Philippines-based beer and food conglomerate San Miguel Corp (SMC) has said it is holding a series of talks with four foreign telcos, as the firm strives to resurrect plans to launch its maiden telecoms venture, now tentatively scheduled to take place in the third quarter of this year. Earlier this month, discussions between SMC and Australian telco Telstra over a Filipino mobile joint venture (JV) broke down, followed soon after by local press speculation that Norway-based Telenor Group is eager to seek a deal to become SMC’s new foreign partner. Whilst SMC president Ramon S. Ang confirmed that Telenor Group had been in contact, he moved to cool expectations when he noted that he was still ‘thinking about it’, suggesting too that, despite its lack of experience, the conglomerate could still look to go it alone.
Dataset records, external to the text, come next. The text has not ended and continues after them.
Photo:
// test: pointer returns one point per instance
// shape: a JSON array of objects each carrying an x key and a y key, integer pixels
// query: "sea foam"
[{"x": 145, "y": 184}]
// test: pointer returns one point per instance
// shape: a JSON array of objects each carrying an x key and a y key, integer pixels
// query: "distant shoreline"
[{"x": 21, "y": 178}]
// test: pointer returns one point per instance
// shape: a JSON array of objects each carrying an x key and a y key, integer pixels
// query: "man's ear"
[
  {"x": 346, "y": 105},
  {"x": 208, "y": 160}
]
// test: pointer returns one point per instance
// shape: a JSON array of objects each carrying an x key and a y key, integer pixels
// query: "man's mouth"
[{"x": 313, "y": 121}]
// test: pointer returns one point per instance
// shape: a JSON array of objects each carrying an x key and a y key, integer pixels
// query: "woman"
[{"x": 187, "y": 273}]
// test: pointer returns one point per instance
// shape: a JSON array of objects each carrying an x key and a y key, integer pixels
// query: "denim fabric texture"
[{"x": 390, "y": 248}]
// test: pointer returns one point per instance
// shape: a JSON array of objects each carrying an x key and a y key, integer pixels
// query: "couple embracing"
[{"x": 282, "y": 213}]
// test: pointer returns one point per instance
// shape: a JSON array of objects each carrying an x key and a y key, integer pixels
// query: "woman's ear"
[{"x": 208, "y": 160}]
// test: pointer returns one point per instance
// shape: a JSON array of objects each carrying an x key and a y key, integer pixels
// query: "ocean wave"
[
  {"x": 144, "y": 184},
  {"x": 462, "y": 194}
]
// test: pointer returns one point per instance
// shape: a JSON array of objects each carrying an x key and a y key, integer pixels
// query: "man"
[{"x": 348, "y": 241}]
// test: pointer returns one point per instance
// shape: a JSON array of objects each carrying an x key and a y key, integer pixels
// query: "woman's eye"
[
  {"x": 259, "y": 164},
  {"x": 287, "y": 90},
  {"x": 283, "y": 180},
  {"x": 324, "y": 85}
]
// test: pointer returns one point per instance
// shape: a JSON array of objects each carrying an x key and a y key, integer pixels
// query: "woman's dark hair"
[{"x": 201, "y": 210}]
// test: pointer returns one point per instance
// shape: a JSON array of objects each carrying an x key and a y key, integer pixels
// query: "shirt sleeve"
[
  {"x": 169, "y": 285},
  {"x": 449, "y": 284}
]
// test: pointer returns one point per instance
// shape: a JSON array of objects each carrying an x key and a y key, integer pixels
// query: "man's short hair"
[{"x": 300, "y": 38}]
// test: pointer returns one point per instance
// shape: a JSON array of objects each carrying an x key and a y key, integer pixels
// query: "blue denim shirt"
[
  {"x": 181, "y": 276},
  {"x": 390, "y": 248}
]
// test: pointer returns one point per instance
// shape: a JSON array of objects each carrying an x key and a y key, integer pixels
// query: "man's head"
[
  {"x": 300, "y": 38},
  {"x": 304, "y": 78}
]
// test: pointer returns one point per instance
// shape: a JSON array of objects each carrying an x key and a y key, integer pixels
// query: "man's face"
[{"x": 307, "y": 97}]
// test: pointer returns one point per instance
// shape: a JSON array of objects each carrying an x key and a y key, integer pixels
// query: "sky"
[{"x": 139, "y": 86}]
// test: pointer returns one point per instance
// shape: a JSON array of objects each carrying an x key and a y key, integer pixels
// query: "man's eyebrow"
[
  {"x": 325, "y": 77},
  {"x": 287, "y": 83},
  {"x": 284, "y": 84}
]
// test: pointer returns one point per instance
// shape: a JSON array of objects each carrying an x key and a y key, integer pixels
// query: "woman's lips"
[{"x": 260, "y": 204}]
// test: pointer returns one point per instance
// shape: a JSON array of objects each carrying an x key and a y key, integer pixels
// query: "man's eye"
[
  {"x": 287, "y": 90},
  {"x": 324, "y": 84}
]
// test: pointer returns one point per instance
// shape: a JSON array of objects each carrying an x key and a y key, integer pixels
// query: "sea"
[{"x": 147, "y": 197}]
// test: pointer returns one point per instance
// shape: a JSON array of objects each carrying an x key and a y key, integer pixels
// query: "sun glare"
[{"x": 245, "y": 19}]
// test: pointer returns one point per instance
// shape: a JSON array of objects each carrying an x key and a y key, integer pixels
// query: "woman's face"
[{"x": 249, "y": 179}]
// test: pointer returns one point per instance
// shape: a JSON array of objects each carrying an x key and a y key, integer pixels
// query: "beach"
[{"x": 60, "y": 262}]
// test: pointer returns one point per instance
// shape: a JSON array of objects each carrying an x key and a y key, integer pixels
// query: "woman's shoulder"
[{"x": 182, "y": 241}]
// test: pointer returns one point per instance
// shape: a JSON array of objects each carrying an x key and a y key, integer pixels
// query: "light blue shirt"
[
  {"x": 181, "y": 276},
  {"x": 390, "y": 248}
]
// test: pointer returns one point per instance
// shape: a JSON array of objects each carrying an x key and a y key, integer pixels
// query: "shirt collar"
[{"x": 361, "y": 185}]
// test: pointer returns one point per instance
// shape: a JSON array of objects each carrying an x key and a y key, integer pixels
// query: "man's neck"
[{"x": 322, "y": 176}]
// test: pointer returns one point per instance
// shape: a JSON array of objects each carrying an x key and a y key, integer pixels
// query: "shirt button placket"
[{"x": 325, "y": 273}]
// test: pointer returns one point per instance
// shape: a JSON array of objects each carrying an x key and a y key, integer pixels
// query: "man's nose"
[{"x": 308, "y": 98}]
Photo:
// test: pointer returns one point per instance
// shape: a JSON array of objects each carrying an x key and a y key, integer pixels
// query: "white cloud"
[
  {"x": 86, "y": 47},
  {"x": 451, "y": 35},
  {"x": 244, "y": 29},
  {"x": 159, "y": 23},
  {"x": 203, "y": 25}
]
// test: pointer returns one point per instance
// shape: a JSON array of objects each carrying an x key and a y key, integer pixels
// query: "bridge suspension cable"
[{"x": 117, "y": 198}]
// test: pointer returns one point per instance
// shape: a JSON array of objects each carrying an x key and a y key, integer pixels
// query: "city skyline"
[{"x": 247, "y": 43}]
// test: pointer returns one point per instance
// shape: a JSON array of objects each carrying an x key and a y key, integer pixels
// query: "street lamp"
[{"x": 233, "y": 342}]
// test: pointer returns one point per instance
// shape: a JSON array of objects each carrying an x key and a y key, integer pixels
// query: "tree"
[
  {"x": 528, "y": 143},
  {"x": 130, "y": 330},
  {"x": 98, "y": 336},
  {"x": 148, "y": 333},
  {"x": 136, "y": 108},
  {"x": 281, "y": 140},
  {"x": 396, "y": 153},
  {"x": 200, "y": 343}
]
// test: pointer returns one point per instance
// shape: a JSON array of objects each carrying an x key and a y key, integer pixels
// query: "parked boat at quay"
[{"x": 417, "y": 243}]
Ang has now noted, however, that in the wake of the Telstra deal falling apart, his group has been approached by a number of foreign firms: ‘We are in talks with Asian telecom companies, which are fast to talk to, much easier to deal with and much faster to decide,’ he told BusinessMirro, adding ‘I think we will be on a make or break very, very soon. If something happens, hopefully, we can decide by May or June, whichever way to go. Either we go with a partner, we go with whoever partner, or to do it alone. But even though we will do it with a partner or no partner, the launch will be delayed by three months.’
If it does realise its goal, either on its own or with international backing, SMC could become the third ‘serious’ telco in the Philippines – a country which has gained some notoriety for the underdeveloped state of its telecoms infrastructure in a market long dominated by two players – Philippine Long Distance Telephone Co (PLDT) and Ayala’s Globe Telecom.